The federal district court joined a number of other courts in holding that the plan’s six-month limitation was reasonable and should be enforced. The technique of including such a limitation in a plan document and SPD is normally utilized to seek to overrule statutes of limitation which would otherwise apply to lawsuits challenging a denial of a claim. A number of courts have recognized such limitation periods as being valid and enforceable under ERISA.

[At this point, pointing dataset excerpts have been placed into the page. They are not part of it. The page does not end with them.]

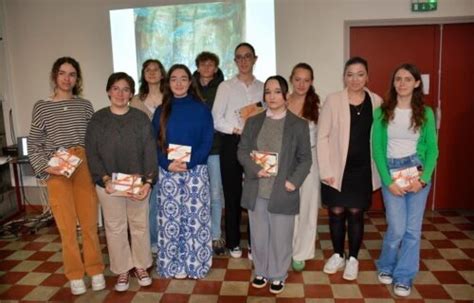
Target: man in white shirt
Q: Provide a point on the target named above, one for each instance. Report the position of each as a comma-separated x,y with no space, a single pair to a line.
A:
233,94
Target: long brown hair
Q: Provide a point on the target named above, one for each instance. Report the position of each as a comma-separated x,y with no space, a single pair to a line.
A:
166,106
417,104
77,89
310,110
144,88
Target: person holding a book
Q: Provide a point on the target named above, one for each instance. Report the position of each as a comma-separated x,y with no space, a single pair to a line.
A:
404,139
121,151
232,96
345,165
149,97
184,128
60,121
304,102
275,152
207,77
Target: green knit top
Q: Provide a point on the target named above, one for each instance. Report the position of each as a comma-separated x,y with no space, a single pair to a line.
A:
426,148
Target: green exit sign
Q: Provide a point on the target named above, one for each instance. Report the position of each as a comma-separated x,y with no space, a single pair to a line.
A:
424,5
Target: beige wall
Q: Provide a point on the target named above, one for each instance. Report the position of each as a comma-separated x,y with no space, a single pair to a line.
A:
36,32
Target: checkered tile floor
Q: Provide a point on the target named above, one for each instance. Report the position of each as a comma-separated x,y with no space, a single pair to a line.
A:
31,270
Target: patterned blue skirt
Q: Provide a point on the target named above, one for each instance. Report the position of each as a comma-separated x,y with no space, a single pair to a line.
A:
184,223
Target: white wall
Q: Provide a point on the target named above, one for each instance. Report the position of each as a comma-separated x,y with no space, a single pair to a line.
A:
37,32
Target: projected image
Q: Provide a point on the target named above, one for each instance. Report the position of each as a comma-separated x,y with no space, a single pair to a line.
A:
177,33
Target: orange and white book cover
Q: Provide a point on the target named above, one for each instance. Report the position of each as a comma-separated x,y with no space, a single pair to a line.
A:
178,152
266,160
125,184
404,177
66,161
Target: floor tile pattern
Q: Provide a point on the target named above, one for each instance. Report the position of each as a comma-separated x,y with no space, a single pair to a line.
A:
31,271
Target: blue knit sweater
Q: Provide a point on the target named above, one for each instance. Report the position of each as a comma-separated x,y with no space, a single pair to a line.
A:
190,123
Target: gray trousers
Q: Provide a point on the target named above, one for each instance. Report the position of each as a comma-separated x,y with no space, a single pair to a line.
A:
272,236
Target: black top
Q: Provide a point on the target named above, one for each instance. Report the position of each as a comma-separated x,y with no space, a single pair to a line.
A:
356,190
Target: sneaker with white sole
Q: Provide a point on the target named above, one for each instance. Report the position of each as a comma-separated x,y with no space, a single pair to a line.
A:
277,286
335,263
352,269
98,282
78,287
123,282
259,282
218,246
385,278
236,252
143,277
401,290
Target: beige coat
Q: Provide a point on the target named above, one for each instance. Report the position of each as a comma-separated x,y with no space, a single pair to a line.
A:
333,137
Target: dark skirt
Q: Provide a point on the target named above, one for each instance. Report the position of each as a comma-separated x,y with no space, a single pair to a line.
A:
356,190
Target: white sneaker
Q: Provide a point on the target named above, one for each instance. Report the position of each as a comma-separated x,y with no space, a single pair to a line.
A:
123,282
143,277
77,287
98,282
351,270
385,278
402,290
335,263
236,252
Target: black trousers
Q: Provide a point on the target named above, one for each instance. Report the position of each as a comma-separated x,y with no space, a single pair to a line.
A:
231,172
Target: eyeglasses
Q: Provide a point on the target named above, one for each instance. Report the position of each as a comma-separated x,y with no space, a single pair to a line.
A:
245,57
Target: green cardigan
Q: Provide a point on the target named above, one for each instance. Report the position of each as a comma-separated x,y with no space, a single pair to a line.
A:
426,148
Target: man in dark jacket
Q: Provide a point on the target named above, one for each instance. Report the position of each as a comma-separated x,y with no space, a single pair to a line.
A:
207,77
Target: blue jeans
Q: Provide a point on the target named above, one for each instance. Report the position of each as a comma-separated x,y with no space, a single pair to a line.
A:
153,213
214,167
400,255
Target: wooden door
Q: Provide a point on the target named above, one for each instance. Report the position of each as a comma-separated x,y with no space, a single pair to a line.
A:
454,175
387,47
447,49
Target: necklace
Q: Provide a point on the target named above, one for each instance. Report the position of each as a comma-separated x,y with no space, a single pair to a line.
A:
359,108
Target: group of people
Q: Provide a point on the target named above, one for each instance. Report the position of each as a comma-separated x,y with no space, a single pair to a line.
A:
337,153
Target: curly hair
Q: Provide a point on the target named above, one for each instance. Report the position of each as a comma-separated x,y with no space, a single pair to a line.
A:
417,104
311,103
143,90
77,89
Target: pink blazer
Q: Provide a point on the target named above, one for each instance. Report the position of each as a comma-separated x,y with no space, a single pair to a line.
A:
333,137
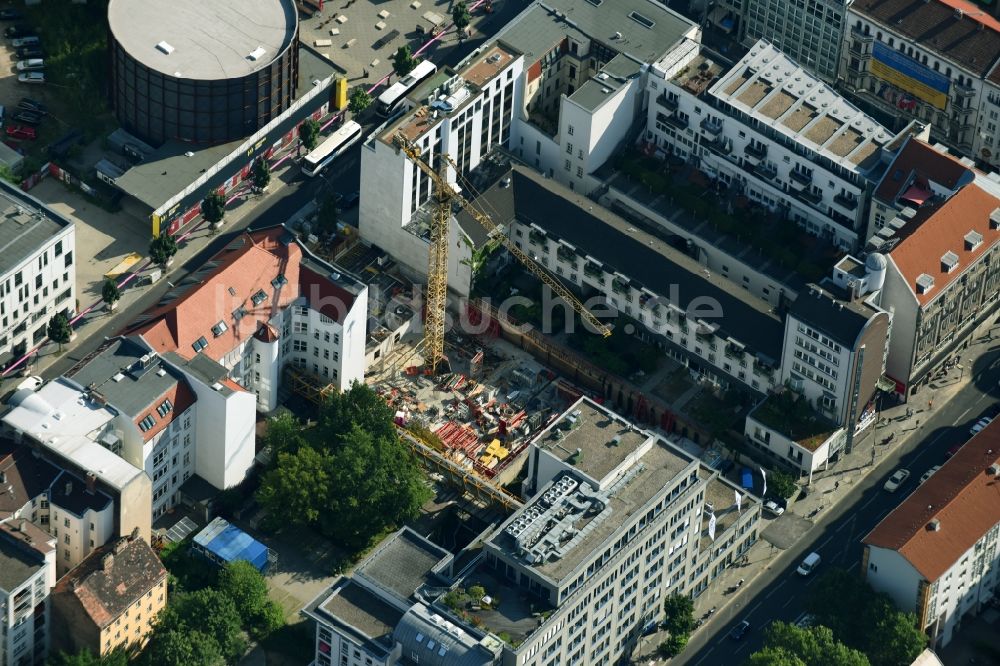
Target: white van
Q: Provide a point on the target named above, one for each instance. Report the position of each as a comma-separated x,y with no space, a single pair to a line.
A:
809,564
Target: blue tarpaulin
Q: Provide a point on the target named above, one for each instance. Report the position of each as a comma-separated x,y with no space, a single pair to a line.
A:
223,543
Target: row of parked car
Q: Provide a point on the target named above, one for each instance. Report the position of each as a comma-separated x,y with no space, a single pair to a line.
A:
29,114
28,50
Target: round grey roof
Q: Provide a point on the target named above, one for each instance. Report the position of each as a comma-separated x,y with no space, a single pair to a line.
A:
876,262
203,39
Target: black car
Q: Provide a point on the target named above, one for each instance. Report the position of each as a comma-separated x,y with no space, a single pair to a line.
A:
350,200
28,104
29,117
32,51
739,631
16,31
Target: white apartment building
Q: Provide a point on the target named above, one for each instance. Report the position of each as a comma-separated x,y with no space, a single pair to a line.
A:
263,303
556,88
775,132
37,272
27,575
946,77
937,553
648,521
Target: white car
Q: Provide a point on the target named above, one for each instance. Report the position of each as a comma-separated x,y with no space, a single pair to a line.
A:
30,64
773,508
929,473
896,480
980,424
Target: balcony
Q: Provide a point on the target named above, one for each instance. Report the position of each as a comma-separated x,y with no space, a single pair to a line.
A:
721,145
710,126
669,103
766,170
811,197
677,121
800,177
846,201
755,151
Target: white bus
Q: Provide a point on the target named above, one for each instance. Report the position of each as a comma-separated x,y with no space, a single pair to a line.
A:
331,148
389,101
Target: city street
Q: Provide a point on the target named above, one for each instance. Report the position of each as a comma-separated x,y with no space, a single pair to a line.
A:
778,593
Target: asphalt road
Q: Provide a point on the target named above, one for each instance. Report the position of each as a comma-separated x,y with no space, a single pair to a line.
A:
780,593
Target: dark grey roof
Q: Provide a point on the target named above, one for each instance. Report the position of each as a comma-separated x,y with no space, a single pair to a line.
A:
644,259
539,28
200,366
136,388
437,641
403,563
70,493
362,610
26,225
18,562
839,319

Failure to Adhere to Claims Procedures: Finally, an additional aspect of the fiduciaries’ actions in the case which fiduciaries in general should not emulate was the lackadaisical manner in which the claims procedures under the plan were implemented. The court found that the employer had failed to comply with DOL’s claims procedure regulations (29 C.F.R. § 2560.503-1(g) in two respects:
(1) The adverse benefit determination had failed to include a “statement that the claimant [was] entitled to receive, upon request and free of charge, reasonable access to, and copies of, all documents, records, and other information relevant to the claimant’s claim for benefits”; and
(2) It had also failed to include “a statement of the claimant’s right to bring an action under section 502(a) of the Act.”
Moreover, the court found that the claims procedures of the plan had contemplated a two-step process which involved the initial claim for benefits and then a right to appeal any denial of such claim. However, the fiduciaries had collapsed the process into a single review, in violation of the plan’s own written claims procedures. Even though the court recognized that, in general, failure of fiduciaries to follow the plan’s claims procedures can lead to “serious consequences”, the court surprisingly in this case held that there was no causal connection between the plan’s failure to follow the claims procedures laid out in the SPD and the plaintiff’s failure to file the action before expiration of the plan’s six-month limitation period had run.
No notification of Contractual Limitation: In addition, the court recognized a 9th Circuit case (Mogck v. Unum Life Ins. Co. of Am., 292 F.3d 1025, 1028-29 (9th Cir. 2002) which had held that a contractual time limitation on commencing legal proceedings under ERISA was not enforceable where the beneficiary was not informed in the claim denial, with the language used in the policy, that the contractual time limitation for legal proceedings would begin to run. Here there was no such notification, but again the court held surprisingly that there was no causal connection between a failure to notify the plaintiff of the contractual limitation and the plaintiff’s failure to file the action within the six-month time frame.
Tips for employers and fiduciaries from the case:
(1) Employers who outsource should seek to provide clear and accurate communications to affected employees.
(2) Employers and fiduciaries should make sure that the plan provides written claims procedures and that claims procedures are followed in the claims and appeals process.
(3) Employers should seek advice regarding whether they could utilize contractual limitation periods in their plan documents and SPDs. If they do so, employers and fiduciaries should bear in mind that a contractual limitation period may not be enforceable in a jurisdiction if claimants are not notified of the plan limitation period in an adverse benefit determination.